Logo, foi possível notar que a Marujada tem a participação de diversas comunidades e
grupos regionais. É uma festa que atraiu canais televisivos, repleta de apresentações de dança
e música, onde se mostra uma culturalidade muito rica e importante que representa a
resistência, a fé e a alegria dos povos pretos da região de Jacobina, além da sua tamanha
importância para a formação da identidade cultural da cidade.

Considerações finais.

Notamos que houve uma maior participação e o envolvimento da população de


Jacobina na Festa do Divino do que na Marujada, mesmo a Marujada sendo um festejo que
representa mais o povo do que a do Divino. Ambas são festejos vinculados com a religião
católica com São Benedito e o Espírito Santo, uma sendo mais embranquecida e a outra mais
voltada para os negros com uma maior presença de pessoas negras do que brancas. Além
disso, levantamos uma questão: por quê, na Festa do Divino, a Igreja da Matriz de Santo
Antônio estava praticamente impossível de entrar por ter ficado lotada, mas na Marujada não?
Mesmo a Marujada tendo cantos e danças muito atrativas, ricas de simbolismo e bastante
animado, não foi suficiente para chamar a atenção de uma quantia generosa da população ao
ponto de comparecerem nesse festejo.

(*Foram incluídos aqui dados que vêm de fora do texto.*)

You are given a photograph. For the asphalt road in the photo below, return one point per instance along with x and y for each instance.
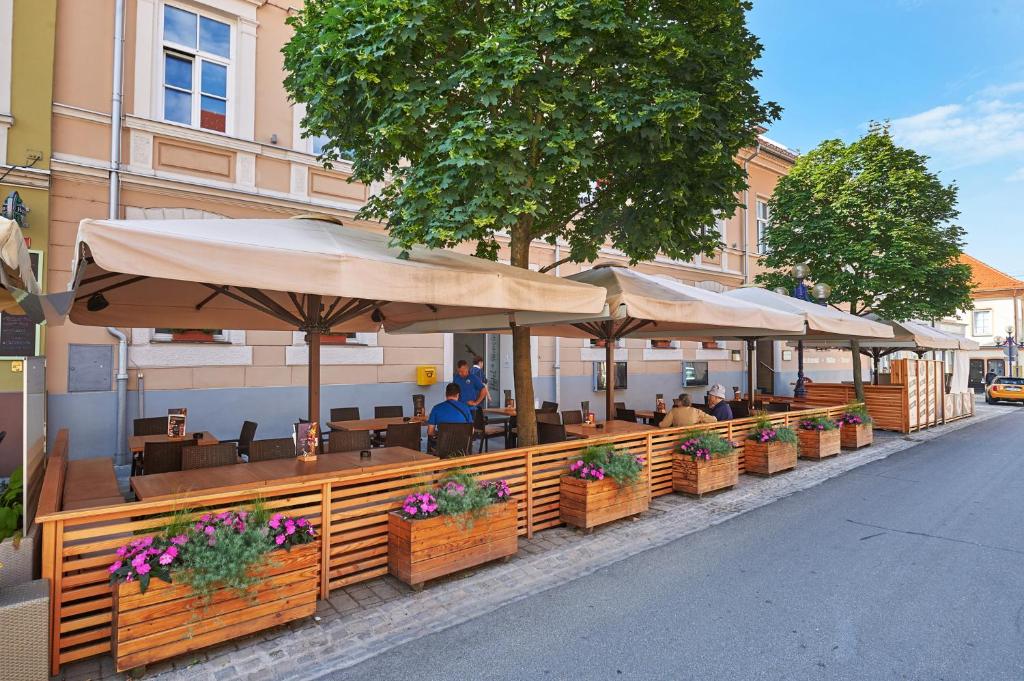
(910, 567)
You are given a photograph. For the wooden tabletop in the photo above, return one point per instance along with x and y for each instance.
(609, 428)
(137, 442)
(274, 471)
(376, 424)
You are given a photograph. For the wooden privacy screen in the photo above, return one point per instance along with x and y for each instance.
(78, 546)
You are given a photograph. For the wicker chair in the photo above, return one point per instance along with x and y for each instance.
(403, 434)
(224, 454)
(348, 440)
(164, 457)
(245, 437)
(153, 426)
(571, 417)
(265, 450)
(549, 433)
(455, 439)
(345, 414)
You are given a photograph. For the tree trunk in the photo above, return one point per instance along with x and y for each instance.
(522, 364)
(858, 373)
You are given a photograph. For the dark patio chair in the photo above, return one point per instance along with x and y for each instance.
(245, 437)
(209, 456)
(164, 457)
(454, 439)
(153, 426)
(549, 433)
(484, 431)
(345, 414)
(403, 434)
(571, 417)
(265, 450)
(348, 440)
(626, 415)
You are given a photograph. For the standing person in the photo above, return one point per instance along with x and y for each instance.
(684, 414)
(473, 391)
(717, 406)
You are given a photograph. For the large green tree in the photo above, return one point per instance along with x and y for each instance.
(587, 121)
(876, 225)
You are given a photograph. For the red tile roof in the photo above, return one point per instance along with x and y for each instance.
(986, 278)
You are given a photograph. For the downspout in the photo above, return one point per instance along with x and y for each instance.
(115, 201)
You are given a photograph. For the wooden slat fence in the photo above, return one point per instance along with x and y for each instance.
(78, 546)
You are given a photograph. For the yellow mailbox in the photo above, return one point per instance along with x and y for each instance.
(426, 375)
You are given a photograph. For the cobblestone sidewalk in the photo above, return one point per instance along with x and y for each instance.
(368, 619)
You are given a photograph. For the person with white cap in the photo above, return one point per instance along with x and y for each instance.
(717, 406)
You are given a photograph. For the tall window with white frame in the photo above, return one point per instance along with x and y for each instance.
(982, 323)
(764, 221)
(197, 51)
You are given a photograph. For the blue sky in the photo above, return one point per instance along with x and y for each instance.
(949, 75)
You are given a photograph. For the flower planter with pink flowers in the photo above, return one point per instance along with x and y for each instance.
(157, 616)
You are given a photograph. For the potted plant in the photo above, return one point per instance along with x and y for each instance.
(769, 449)
(461, 523)
(706, 462)
(855, 427)
(209, 580)
(818, 438)
(603, 484)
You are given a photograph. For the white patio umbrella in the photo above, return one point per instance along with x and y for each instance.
(638, 305)
(309, 274)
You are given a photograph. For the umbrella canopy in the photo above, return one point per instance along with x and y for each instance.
(308, 274)
(639, 305)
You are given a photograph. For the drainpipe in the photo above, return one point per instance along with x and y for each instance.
(122, 451)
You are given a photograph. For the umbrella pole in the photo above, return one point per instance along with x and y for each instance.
(313, 342)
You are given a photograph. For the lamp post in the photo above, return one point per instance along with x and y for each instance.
(820, 292)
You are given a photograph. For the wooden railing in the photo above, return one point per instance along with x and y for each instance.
(78, 546)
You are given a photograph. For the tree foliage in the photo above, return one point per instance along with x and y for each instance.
(875, 224)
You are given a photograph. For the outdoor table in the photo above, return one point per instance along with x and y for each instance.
(137, 442)
(609, 428)
(263, 473)
(376, 424)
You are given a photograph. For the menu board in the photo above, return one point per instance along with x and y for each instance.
(17, 336)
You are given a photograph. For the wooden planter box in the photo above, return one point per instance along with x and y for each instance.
(818, 444)
(699, 477)
(854, 437)
(168, 620)
(422, 550)
(587, 504)
(769, 458)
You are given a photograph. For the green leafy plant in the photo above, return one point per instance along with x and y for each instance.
(705, 445)
(765, 431)
(11, 509)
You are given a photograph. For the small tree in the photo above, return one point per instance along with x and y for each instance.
(586, 121)
(875, 224)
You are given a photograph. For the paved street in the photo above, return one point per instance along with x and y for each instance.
(908, 567)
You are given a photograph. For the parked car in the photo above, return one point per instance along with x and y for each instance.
(1005, 388)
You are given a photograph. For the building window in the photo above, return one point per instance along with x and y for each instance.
(764, 221)
(197, 61)
(982, 323)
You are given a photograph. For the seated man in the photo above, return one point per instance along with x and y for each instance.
(684, 414)
(717, 406)
(450, 411)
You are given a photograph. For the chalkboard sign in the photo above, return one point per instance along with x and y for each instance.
(17, 336)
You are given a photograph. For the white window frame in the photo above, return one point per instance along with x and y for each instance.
(198, 56)
(974, 323)
(763, 223)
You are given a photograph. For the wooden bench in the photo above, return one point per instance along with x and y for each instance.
(90, 482)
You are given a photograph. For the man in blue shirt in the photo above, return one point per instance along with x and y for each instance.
(450, 411)
(472, 389)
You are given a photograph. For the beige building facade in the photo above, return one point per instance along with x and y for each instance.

Será que o motivo é por ser uma festa de negros e de
um santo negro?
Por fim, a experiência vivida nesses dois festejos foi de muita relevância, pois fez com
que abrangêssemos as nossas visões sobre tudo aquilo que estavam ocorrendo, transpassando
uma colonialidade ainda viva e forte muito perto de nós, com as presenças dos simbolismos
ricos e coloridos que eles trazem. Tendo na sua essência uma cultura ancestral africana e
portuguesa vinda do império que se preservou até os dias atuais em suas mais diversas regiões
do Brasil.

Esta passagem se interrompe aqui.